Enregistré en 1965 en compagnie d’Henry Grimes et de Tom Price, The Earth prône l’avantage aux escapades individuelles. Capable de rondeurs lorsqu’il instaure un free défensif baignant dans les excès, Wright attise son propos jusqu’à laisser la parole à la section rythmique. Le contrebassiste joue alors de breaks minuscules pour régénérer au mieux les impulsions (Jerry), quand Price, d’une sobriété à la limite de la gêne, explore les possibilités des toms (The Earth).

En 1967, en quintette, le saxophoniste mène des efforts sur lesquels on a su s’accorder. Sur chaque morceau, les musiciens jouent le thème à l’unisson avant d’en improviser des digressions et, enfin, de le rapporter. Au passage, on a gagné un batteur : Muhammad Ali, fabuleux d’inventivité (The Lady, Train Stop).

Les phrases lascives du saxophone de Wright et de la trompette de Jacques Coursil imposent la marche à suivre, qu’égaye souvent l’alto d’un Arthur Jones en verve (No end). Sans limites, aussi, le groupe se laisse aller à un concert de stridulations porteuses de doléances, capable de sérénité, même si éphémère (Fire of Spirits).

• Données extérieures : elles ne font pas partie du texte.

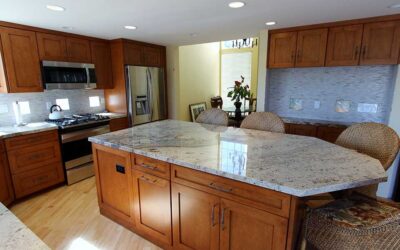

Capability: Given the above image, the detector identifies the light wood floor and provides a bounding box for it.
[11,177,159,250]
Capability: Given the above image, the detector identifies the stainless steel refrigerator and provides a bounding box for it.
[125,66,167,126]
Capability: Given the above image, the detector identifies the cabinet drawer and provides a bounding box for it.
[8,142,61,174]
[132,155,170,180]
[12,163,64,198]
[5,130,58,151]
[171,165,290,217]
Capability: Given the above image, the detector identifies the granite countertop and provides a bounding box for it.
[0,122,58,139]
[89,120,387,197]
[281,117,353,127]
[0,203,50,250]
[96,112,127,120]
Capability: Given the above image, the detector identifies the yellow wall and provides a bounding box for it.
[177,42,220,121]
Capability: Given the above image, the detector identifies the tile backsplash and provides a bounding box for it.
[0,89,105,126]
[266,66,396,122]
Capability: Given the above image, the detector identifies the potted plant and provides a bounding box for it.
[228,76,250,110]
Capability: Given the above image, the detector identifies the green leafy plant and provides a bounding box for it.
[228,76,250,102]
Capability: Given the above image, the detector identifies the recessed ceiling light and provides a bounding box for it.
[229,2,245,9]
[388,3,400,9]
[124,25,137,30]
[46,4,65,11]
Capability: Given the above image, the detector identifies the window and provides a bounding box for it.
[89,96,100,108]
[56,98,69,110]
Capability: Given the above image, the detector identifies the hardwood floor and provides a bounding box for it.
[11,177,159,250]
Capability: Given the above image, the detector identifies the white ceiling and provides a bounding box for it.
[0,0,400,45]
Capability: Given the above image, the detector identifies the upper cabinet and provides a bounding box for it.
[360,21,400,65]
[268,19,400,68]
[36,33,67,61]
[90,41,113,89]
[268,32,297,68]
[66,37,92,63]
[296,29,328,67]
[326,24,363,66]
[0,27,43,93]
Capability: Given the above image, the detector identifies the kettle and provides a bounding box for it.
[49,105,64,120]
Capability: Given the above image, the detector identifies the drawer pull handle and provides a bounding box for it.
[208,182,233,193]
[140,175,158,183]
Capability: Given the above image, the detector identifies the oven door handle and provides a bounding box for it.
[61,125,110,144]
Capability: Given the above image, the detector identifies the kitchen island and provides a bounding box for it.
[89,120,386,249]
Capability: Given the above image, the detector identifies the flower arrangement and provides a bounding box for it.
[228,76,250,103]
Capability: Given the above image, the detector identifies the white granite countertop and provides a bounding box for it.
[0,122,58,139]
[89,120,387,197]
[0,203,50,250]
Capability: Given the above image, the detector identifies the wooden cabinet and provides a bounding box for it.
[0,27,43,93]
[133,170,172,245]
[90,41,113,89]
[268,32,297,68]
[0,140,14,206]
[326,24,363,66]
[66,37,92,63]
[288,124,317,137]
[5,130,64,198]
[296,29,328,67]
[93,145,135,227]
[172,183,220,249]
[36,33,68,61]
[220,199,288,250]
[360,21,400,65]
[110,117,129,132]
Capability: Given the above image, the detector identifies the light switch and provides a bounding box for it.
[0,104,8,114]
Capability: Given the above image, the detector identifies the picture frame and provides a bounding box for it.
[189,102,207,122]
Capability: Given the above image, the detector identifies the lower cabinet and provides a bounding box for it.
[133,170,172,245]
[93,145,135,226]
[172,183,220,249]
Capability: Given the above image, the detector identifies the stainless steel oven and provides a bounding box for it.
[61,121,110,185]
[42,61,97,90]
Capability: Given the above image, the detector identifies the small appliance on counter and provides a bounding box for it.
[46,112,110,185]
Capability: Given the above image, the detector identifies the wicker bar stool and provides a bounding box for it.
[240,112,285,133]
[303,123,400,250]
[196,108,228,126]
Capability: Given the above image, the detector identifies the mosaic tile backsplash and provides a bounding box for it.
[0,89,105,126]
[266,66,396,123]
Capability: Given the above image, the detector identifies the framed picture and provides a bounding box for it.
[189,102,207,122]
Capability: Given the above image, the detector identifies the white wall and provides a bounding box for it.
[177,42,220,121]
[377,66,400,198]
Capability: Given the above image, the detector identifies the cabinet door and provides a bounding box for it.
[143,47,161,67]
[268,32,297,68]
[220,199,288,250]
[172,183,219,249]
[0,150,14,206]
[67,37,92,63]
[0,27,43,93]
[289,124,317,137]
[90,42,113,89]
[93,144,134,225]
[296,29,328,67]
[36,33,67,61]
[133,170,172,245]
[360,21,400,65]
[124,43,144,66]
[326,24,363,66]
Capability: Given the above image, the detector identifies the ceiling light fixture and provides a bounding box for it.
[388,3,400,9]
[46,4,65,11]
[124,25,137,30]
[229,2,245,9]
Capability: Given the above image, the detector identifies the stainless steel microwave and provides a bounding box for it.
[42,61,97,90]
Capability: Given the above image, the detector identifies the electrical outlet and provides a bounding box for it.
[0,104,8,114]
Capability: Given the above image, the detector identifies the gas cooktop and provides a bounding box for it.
[46,114,110,129]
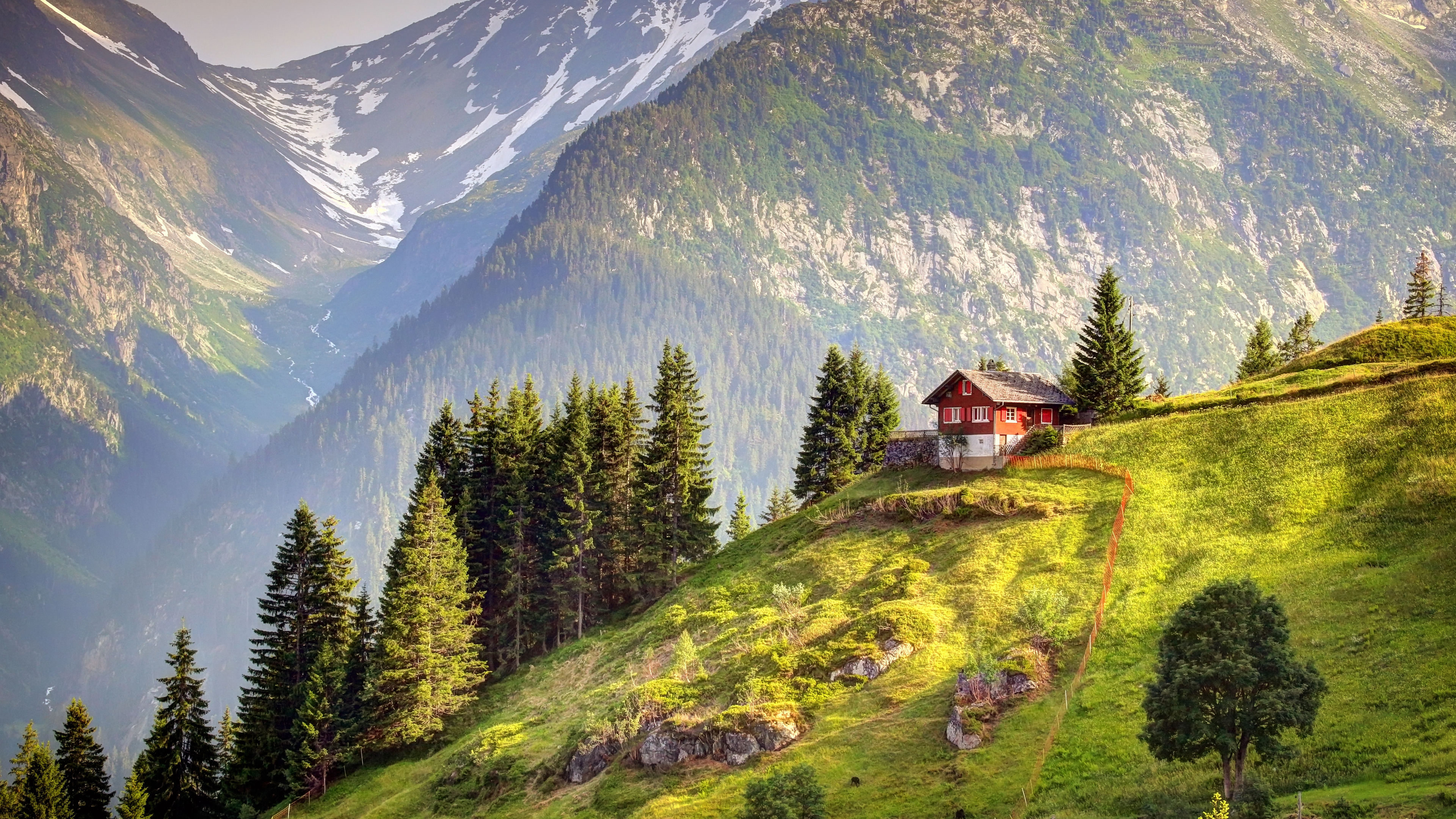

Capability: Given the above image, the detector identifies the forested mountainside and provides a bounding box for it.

Moins prévisible encore, le blues angoissé qu’est Your Prayer, interrompu par des cris d’encouragement sortis du tréfonds des musiciens. L’expérience est fluctuante, provoque le moindre équilibre installé, et porte à la lumière un free jazz vieilli en cave. Assez pour se souvenir aujourd’hui d’un musicien de choix. Sideman recherché après s’être attaqué avec grâce aux exercices de leader.

CD1: 01/ The Earth 02/ Jerry 03/ The Moon 04-12/ Interview - CD2: 01/ The Lady 02/ Train Stop 03/ No End 04/ Fire of Spirits 05/ Your Prayer

Frank Wright - The Complete ESP'Disk Recordings - 2005 (réédition) - ESP Disk. Distribution Orkhêstra International.